2. La questione di massima di particolare importanza
L’individuazione del giudice competente a decidere costituisce il presupposto essenziale per la risoluzione della questione relativa al risarcimento del danno ingiusto cagionato in conseguenza dell'inosservanza dolosa o colposa del termine di conclusione del procedimento di cui alla L. 241/1990.
Nel caso di specie, il privato ha lamentato che la Regione, nel corso del procedimento di accesso ad un finanziamento pubblico rivolto a sostenere il c.d. autoimpiego e/o l'autoimprenditorialità, avesse dapprima accolto la richiesta, includendolo nella graduatoria degli aventi diritto, e successivamente dichiarato la decadenza dal finanziamento, senza provvedere nei termini alla definizione del procedimento.
Il privato, pertanto, ha agito in giudizio per far valere il diritto al risarcimento dei danni subiti in conseguenza del comportamento inerte della p.a..
3. Riflessioni conclusive
Le Sezioni Unite operano un confronto con un precedente arresto (cfr., SS.UU., 28 aprile 2020, n. 8236), nel quale è stabilita la giurisdizione ordinaria qualora l’Amministrazione disconosca i doveri di correttezza e buona fede, di matrice civilistica, la cui violazione fonda la responsabilità da lesione dell’affidamento del privato, che prescinde da valutazioni di legittimità o illegittimità di un atto di esercizio del potere amministrativo.
Le riflessioni su cui poggia l’impianto motivazionale della decisione (dichiarativa, questa volta, della giurisdizione del giudice amministrativo), ruotano intorno al concetto di legittimo affidamento.

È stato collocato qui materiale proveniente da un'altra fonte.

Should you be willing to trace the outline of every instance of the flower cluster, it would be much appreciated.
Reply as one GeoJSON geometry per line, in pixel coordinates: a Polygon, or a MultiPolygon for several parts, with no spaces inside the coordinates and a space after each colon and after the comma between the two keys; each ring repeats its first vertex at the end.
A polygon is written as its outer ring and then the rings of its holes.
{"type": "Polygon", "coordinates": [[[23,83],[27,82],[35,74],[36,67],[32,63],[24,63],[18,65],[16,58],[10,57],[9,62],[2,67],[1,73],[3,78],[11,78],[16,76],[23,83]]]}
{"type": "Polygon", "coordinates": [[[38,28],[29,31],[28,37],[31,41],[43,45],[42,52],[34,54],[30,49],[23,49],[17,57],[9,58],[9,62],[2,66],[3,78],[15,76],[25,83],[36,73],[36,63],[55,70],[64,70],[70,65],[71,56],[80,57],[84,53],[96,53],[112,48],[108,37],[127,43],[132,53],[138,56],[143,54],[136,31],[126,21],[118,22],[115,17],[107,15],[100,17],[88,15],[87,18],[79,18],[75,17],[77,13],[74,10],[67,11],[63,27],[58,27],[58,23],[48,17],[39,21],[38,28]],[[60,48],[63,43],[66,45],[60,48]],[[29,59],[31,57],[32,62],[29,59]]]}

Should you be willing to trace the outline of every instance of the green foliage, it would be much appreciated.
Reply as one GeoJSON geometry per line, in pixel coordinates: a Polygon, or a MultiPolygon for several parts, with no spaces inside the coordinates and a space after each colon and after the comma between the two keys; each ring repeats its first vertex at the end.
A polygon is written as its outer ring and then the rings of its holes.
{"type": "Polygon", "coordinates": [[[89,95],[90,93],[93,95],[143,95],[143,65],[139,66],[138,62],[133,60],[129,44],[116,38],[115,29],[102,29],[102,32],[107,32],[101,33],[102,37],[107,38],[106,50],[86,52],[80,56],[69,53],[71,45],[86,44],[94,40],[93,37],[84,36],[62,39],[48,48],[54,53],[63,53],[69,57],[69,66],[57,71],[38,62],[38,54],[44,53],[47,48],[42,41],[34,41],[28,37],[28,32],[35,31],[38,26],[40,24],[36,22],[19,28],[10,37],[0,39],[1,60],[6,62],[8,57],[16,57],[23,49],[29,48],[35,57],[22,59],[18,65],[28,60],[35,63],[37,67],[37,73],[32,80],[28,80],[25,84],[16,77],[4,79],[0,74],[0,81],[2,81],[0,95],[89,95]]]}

Quest'ultimo vive nel rapporto amministrativo e presuppone l'esercizio di un potere pubblicistico, ragion per cui la sua tutela è assicurata in via preventiva dal rispetto delle garanzie procedimentali normativamente previste, tra cui l'osservanza del termine di conclusione del procedimento stesso.
Nel caso di specie, il privato non contesta una lesione dell'affidamento incolpevole o secondo buona fede nella corretta condotta dell’ente pubblico in ordine all’esito (favorevole) del procedimento, bensì la lesione del legittimo affidamento alla ragionevole durata del procedimento ed alla regolarità dell'azione amministrativa.
In tal caso, viene in rilievo l'art. 2 bis della L. 241/1990, che, dimostrando una crescente sensibilità verso il c.d. danno da ritardo come fattispecie di responsabilità civile della p.a., obbliga la stessa e i soggetti di cui all'art. 1, c. 1 ter, al risarcimento del danno ingiusto conseguente all’inosservanza, dolosa o colposa, del termine di conclusione del procedimento.